Luc Frieden, porté par la vague d'enthousiasme qui a emporté le secret bancaire, s'est vu mandaté par le gouvernement j'imagine, de porter un nouveau message à la connaissance du bon peuple, cette fois-ci par la voix du Financial Times. Ainsi le Luxembourg en délire a appris en anglais cette fois-ci qu'on sera désormais à la pointe de ces communications automatiques et qu'on dépassera même le FATCA américain par la droite, toujours à la pointe de la mise à nu et avec zèle. Revenus divers comme dividendes, redevances, gains en capital seront déclarés à l'étranger, et fini le secret pour les multinationales.

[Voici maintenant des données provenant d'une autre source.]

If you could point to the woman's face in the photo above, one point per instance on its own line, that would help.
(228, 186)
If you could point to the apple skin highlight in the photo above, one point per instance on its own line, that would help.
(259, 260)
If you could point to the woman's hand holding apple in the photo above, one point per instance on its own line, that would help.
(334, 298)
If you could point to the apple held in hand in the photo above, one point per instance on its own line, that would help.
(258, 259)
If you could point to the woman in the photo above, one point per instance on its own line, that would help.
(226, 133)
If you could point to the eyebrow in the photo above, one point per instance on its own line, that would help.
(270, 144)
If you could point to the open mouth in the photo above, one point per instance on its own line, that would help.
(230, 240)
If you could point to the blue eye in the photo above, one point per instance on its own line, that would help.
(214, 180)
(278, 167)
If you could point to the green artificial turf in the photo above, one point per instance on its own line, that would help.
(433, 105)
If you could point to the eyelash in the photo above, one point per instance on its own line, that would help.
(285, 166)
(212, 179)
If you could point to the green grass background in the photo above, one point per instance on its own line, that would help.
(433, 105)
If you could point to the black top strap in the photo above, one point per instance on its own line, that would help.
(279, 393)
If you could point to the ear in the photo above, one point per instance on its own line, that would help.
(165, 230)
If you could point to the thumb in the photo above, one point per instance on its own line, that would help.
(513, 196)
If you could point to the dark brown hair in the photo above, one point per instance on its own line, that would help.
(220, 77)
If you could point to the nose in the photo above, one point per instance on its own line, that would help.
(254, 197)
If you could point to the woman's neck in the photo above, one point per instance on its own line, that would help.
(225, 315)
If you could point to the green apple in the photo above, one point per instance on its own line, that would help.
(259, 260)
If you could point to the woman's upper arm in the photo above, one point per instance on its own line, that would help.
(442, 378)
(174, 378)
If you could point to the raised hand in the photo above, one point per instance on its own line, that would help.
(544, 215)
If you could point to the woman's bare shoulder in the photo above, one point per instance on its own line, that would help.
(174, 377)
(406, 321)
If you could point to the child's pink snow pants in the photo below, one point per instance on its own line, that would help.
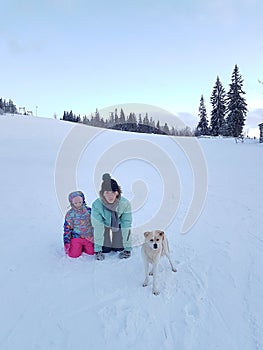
(79, 245)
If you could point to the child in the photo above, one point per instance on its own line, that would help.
(78, 231)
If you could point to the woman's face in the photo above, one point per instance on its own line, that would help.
(110, 196)
(77, 202)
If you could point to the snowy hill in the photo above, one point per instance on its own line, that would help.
(211, 189)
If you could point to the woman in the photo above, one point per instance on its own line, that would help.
(111, 219)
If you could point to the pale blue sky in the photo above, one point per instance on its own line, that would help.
(82, 55)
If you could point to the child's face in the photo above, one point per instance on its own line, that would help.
(110, 196)
(77, 202)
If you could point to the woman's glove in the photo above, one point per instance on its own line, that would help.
(66, 247)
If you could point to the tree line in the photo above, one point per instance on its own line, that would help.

Il n'est pas dit que ces innovations soient inévitables, et que le Luxembourg doive accepter ou adopter le tout venant de Bruxelles et d'ailleurs. Si l'abandon du secret bancaire a été inévitable à terme, c'est que le Luxembourg ne pouvait compter sur des alliés pour défendre un privilège. Il en est autrement de l'imposition de revenus divers et particulièrement des multinationales et autres corporations. Les multinationales sont des états sans frontières qui seront nos alliés objectifs pour défendre le status quo en matière de compétition fiscale. Les Big Four le seront aussi, Grandes Prêtresses du Kamasoutra de l'ingénierie financière qui chaudement recommandent le "Double Irlandais" avec "Sandwich Hollandais", l'ultime raffinement dans l'art de l'optimisation de l'impôt.

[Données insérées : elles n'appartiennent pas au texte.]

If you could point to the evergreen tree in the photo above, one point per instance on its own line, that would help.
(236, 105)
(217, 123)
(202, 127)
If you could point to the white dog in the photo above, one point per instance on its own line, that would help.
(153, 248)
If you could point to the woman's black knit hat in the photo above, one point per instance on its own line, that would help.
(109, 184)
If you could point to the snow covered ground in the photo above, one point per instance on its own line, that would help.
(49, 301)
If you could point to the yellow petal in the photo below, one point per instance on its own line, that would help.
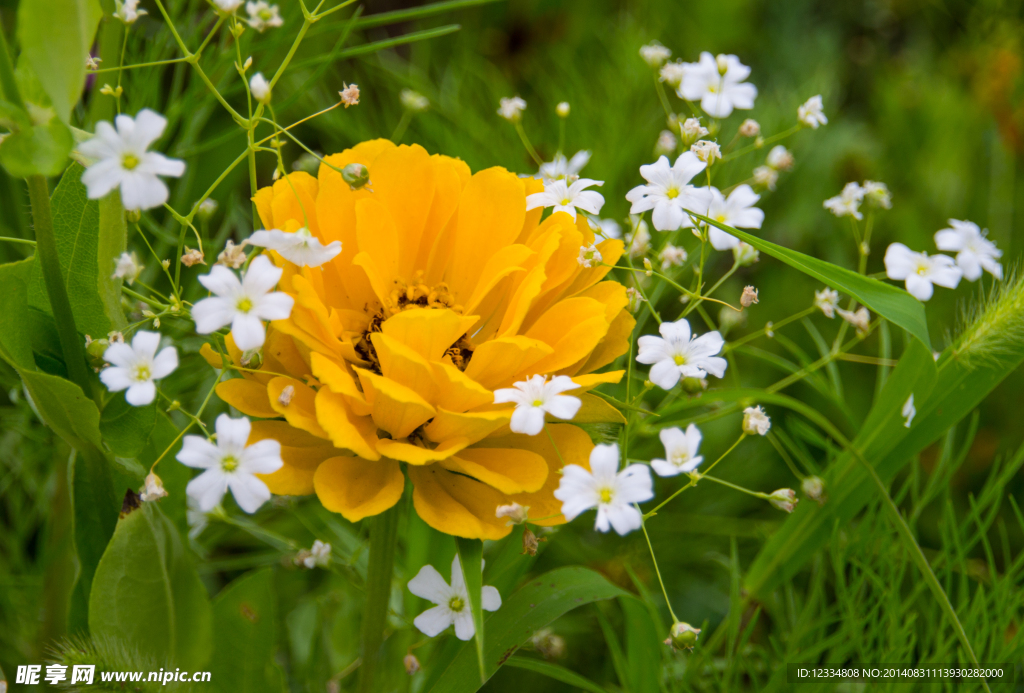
(358, 488)
(414, 455)
(300, 409)
(345, 429)
(248, 397)
(397, 409)
(508, 470)
(457, 505)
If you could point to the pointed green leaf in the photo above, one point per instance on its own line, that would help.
(471, 559)
(146, 592)
(529, 609)
(55, 38)
(893, 303)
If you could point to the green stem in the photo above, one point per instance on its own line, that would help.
(46, 250)
(383, 542)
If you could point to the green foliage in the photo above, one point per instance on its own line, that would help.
(146, 593)
(245, 626)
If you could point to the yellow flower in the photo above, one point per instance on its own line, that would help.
(445, 290)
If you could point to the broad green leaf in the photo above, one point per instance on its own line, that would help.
(15, 342)
(555, 672)
(471, 559)
(146, 593)
(891, 302)
(86, 258)
(40, 149)
(643, 647)
(245, 626)
(529, 609)
(55, 37)
(126, 429)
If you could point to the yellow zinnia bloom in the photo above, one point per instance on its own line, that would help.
(445, 290)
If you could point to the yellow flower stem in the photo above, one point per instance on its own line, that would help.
(694, 479)
(657, 572)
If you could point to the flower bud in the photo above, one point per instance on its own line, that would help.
(356, 175)
(749, 297)
(756, 422)
(814, 486)
(683, 636)
(783, 499)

La compétition fiscale est une réalité mondiale, même entre états américains. Il n'est pas logique de céder avec mollesse à des demandes et pressions surtout d'états dépensiers voisins pour "harmoniser, ajuster, consolider" ou de dilapider par d'autres verbes mensongers les derniers avantages que nous donnent quelques niches souveraines intouchées. A l'intérieur de l'Europe cela s'appelle subsidiarité.  

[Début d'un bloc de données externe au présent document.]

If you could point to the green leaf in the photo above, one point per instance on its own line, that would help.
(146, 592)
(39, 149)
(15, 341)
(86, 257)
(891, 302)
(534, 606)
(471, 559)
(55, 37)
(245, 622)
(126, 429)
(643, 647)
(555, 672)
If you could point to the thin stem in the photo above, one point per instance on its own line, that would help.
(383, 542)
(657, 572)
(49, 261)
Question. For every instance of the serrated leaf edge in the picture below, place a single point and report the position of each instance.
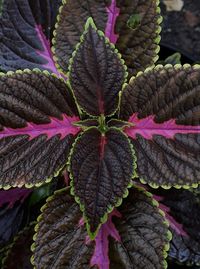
(56, 173)
(109, 207)
(9, 248)
(89, 23)
(157, 68)
(165, 222)
(40, 217)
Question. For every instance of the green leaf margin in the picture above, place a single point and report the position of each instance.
(109, 207)
(149, 69)
(40, 217)
(59, 170)
(165, 222)
(9, 248)
(89, 23)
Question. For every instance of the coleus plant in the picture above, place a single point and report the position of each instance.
(77, 110)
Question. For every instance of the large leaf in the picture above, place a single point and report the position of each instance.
(132, 25)
(102, 166)
(96, 73)
(138, 29)
(19, 253)
(163, 106)
(144, 234)
(23, 43)
(36, 131)
(60, 240)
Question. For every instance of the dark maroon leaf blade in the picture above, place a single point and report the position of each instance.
(102, 166)
(60, 239)
(10, 197)
(19, 253)
(184, 207)
(137, 28)
(23, 43)
(96, 73)
(132, 25)
(144, 234)
(163, 106)
(11, 220)
(67, 34)
(36, 127)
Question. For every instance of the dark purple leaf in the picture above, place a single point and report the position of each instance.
(60, 239)
(163, 106)
(137, 28)
(144, 234)
(138, 43)
(184, 208)
(19, 254)
(10, 197)
(37, 113)
(23, 43)
(96, 73)
(100, 256)
(102, 166)
(10, 222)
(70, 26)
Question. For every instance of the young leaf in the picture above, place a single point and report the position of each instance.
(132, 25)
(23, 43)
(137, 27)
(19, 253)
(102, 166)
(67, 34)
(60, 240)
(96, 73)
(144, 234)
(163, 106)
(36, 131)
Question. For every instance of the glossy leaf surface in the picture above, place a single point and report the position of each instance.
(19, 254)
(166, 124)
(67, 34)
(96, 73)
(132, 25)
(36, 131)
(23, 43)
(140, 242)
(144, 235)
(102, 166)
(60, 240)
(138, 29)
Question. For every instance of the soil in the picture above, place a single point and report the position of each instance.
(181, 29)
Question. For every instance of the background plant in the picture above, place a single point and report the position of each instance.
(83, 115)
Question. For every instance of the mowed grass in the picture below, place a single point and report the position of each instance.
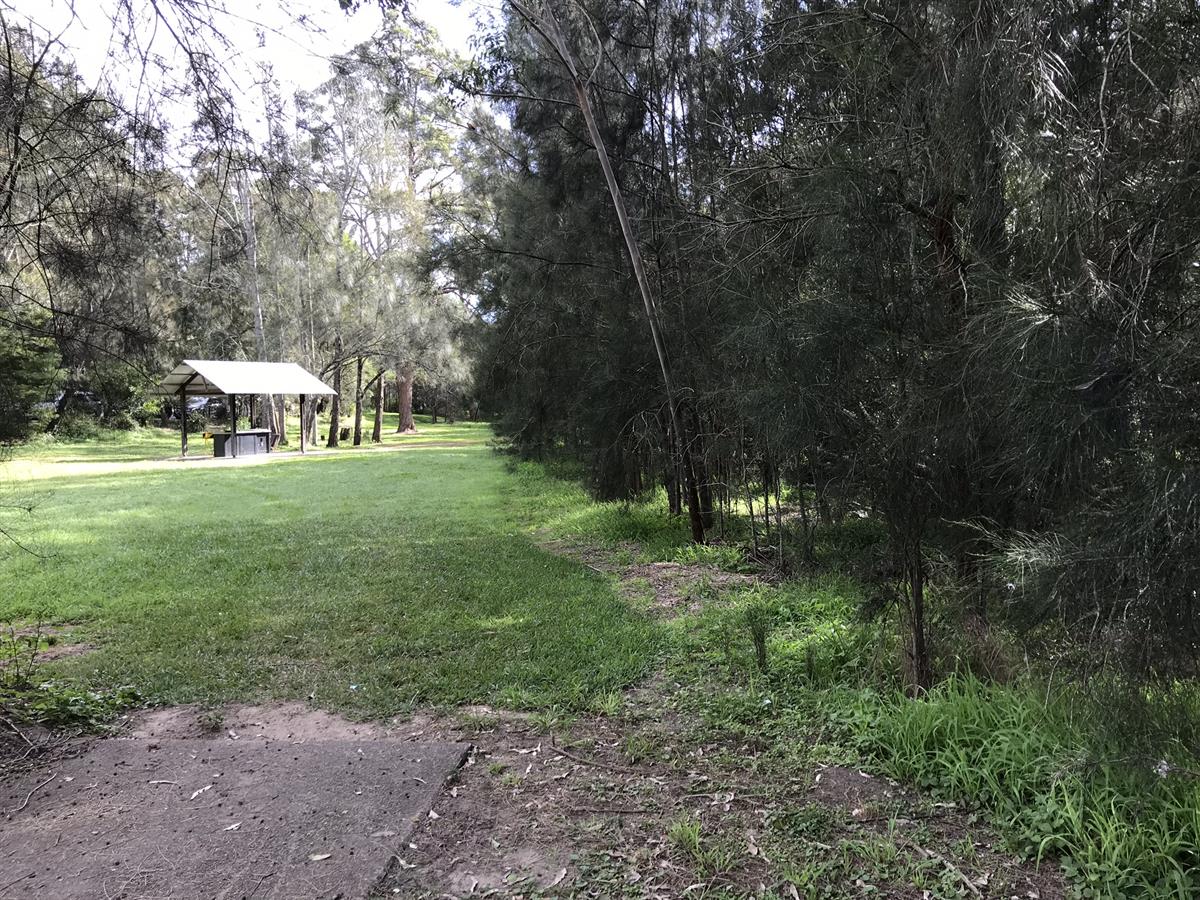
(365, 581)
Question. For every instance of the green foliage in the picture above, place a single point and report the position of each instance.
(63, 703)
(28, 375)
(1119, 828)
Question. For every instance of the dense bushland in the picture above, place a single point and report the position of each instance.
(793, 669)
(933, 263)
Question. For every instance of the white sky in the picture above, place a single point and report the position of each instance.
(294, 37)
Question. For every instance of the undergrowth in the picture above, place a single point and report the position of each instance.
(793, 669)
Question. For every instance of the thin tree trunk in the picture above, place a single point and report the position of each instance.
(553, 36)
(922, 675)
(335, 402)
(262, 411)
(358, 402)
(377, 431)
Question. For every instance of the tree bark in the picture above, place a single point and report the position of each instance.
(405, 391)
(377, 430)
(335, 402)
(553, 36)
(358, 402)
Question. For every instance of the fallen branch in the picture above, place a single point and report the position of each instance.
(30, 795)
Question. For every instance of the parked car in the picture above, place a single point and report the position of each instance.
(76, 402)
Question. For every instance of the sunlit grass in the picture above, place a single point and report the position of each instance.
(367, 581)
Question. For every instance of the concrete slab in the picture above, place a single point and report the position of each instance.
(219, 819)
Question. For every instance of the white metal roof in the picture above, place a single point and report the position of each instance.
(208, 377)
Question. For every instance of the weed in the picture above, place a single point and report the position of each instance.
(684, 835)
(639, 748)
(609, 703)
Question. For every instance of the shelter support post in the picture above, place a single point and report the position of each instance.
(183, 420)
(233, 424)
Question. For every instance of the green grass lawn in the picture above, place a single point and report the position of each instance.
(367, 581)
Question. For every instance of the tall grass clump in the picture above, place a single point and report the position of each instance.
(1119, 827)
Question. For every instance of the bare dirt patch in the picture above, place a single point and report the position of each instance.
(298, 803)
(671, 588)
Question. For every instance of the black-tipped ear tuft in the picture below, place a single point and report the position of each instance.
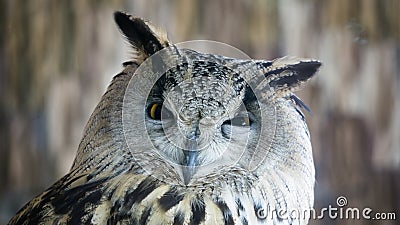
(296, 73)
(145, 38)
(289, 74)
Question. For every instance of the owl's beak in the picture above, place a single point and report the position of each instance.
(189, 166)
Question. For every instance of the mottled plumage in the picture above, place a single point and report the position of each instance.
(228, 144)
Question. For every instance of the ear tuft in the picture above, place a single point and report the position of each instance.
(144, 38)
(289, 74)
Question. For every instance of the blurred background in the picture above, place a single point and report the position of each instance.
(57, 58)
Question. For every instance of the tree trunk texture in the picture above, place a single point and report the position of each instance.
(57, 58)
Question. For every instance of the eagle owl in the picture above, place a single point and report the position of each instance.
(184, 137)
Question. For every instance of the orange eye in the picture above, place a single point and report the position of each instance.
(155, 111)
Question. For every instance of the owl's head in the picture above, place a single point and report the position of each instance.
(201, 112)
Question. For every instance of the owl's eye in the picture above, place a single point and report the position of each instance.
(154, 111)
(157, 112)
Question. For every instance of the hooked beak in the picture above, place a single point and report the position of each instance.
(189, 166)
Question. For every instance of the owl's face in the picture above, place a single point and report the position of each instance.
(199, 112)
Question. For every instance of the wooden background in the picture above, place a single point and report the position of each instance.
(57, 58)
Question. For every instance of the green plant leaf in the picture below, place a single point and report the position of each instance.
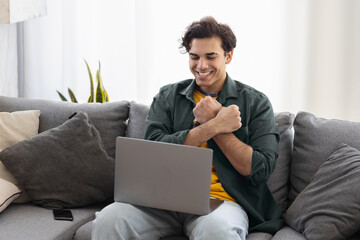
(72, 95)
(62, 97)
(99, 90)
(92, 94)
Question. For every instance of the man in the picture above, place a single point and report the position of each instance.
(234, 120)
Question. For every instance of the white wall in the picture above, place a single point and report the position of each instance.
(305, 55)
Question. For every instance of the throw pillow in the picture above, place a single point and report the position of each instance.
(15, 127)
(8, 193)
(329, 207)
(63, 167)
(314, 140)
(137, 115)
(278, 182)
(109, 118)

Un mot pour finir sur les états dépensiers voisins: croyez-vous que 400 millions d'euros les intéresse? Je parle de l'imposition des pensions des frontaliers. Imaginez 150.000 anciens frontaliers touchant un total de 2 milliards d'euros en pensions. C'est d'abord un drainage financier net vers l'étranger pour commencer. Mais imaginez que quelqu'un veuille mettre la main sur les impôts payés actuellement à la source à Luxembourg. Quel pays s'opposerait  à une nouvelle directive européenne en ce sens? Surtout si notre ministre des Finances en prend l'initiative dans une prochaine interview au Figaro.

Et l'impôt sur les pensions suivrait l'impôt sur le commerce électronique, dans les poches des ... jaloux. Qui donc fait toutes ces concessions et pourquoi, surtout celles cédées sans contrainte!?